Raccontare per immagini cinematografiche l’Italia nella sua attuale fisionomia è stato un desiderio e un’esigenza. Ho coltivato a lungo l’idea di questo film, documentandomi e raccogliendo materiali a livello interdisciplinare per anni. L’origine segreta di “Amate Sponde” va probabilmente rintracciata in alcune parole di Federico Fellini, da me condivise nella breve premessa alla pubblicazione della sceneggiatura de “La voce della Luna”, nel 1990: “Ogni volta mi rendo conto che il cinema italiano, me compreso ovviamente, dell’Italia non ha raccontato niente.
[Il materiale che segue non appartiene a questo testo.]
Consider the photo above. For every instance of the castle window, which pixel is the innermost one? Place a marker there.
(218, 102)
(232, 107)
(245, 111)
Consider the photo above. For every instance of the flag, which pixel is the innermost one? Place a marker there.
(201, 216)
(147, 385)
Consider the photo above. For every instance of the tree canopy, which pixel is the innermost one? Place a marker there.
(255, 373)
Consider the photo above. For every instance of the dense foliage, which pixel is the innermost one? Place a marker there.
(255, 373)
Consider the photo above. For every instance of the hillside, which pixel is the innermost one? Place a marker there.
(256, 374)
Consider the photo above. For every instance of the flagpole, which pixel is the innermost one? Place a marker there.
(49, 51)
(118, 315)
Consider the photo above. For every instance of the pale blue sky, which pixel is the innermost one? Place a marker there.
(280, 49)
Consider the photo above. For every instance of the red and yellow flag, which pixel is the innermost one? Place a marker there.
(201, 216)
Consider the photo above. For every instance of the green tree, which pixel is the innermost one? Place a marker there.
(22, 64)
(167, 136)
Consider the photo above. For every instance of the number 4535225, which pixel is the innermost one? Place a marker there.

Sappiamo tante cose sull’America attraverso i suoi film. Dell’Italia, niente”. Con questa consapevolezza mi sono messo alla prova, cercando di comprendere prima e di restituire poi, attraverso il linguaggio cinematografico, un’Italia dal paesaggio complessivo unico, ma che spesso si stenta a riconoscere nelle sue varie dinamiche. Un’Italia, in continua trasformazione, nonostante tutto, divisa dalle contraddizioni tra nuovi fermenti e invincibili arretratezze, tra spinte innovative e conservatorismi. Il film, in questo senso, si può leggere come una sorta di atlante domestico o, più semplicemente, come un alfabeto per immagini.

Perché un film senza voci, fatto solamente di musica e immagini, peraltro di qualità eccezionale? Che tecniche di ripresa e post-produzione avete utilizzato?

La scelta di realizzare un impianto narrativo privo di parole è principalmente dovuta alla mia passione per il cinema delle origini. Personalmente ritengo che il cinema negli anni Venti fosse già al massimo della sua potenza espressiva e tutt’altro che muto, bensì solo sfornito di “parola udibile”; pertanto ho cercato di orchestrare progressivamente un racconto fisico ed emotivo puntando esclusivamente sull’interazione immagine/suono, mediata dal montaggio. Un racconto che, riprendendo Ejzenstejn, vuole spingere lo spettatore a vedere la musica e ascoltare le immagini, perché importante non è tanto il capire, quanto il sentire ciò che siamo, dove ci troviamo e cosa non vogliamo perdere. La qualità delle immagini si deve a una camera Sony Venice Full Frame associata a ottiche anamorfiche anni Settanta. Una scelta vincente a mio giudizio di Sara Purgatorio, la direttrice della fotografia, che ha fatto un gran lavoro. Va detto che le riprese si sono svolte dal settembre 2019 fino al maggio 2022. Quindi, quattro anni di lavoro in 78 minuti.

Le scene mostrano zone degradate e paesaggi splendidi, cosa ha voluto significare mostrando questa duplice e contraddittoria realtà, dal punto di vista umano e ambientale?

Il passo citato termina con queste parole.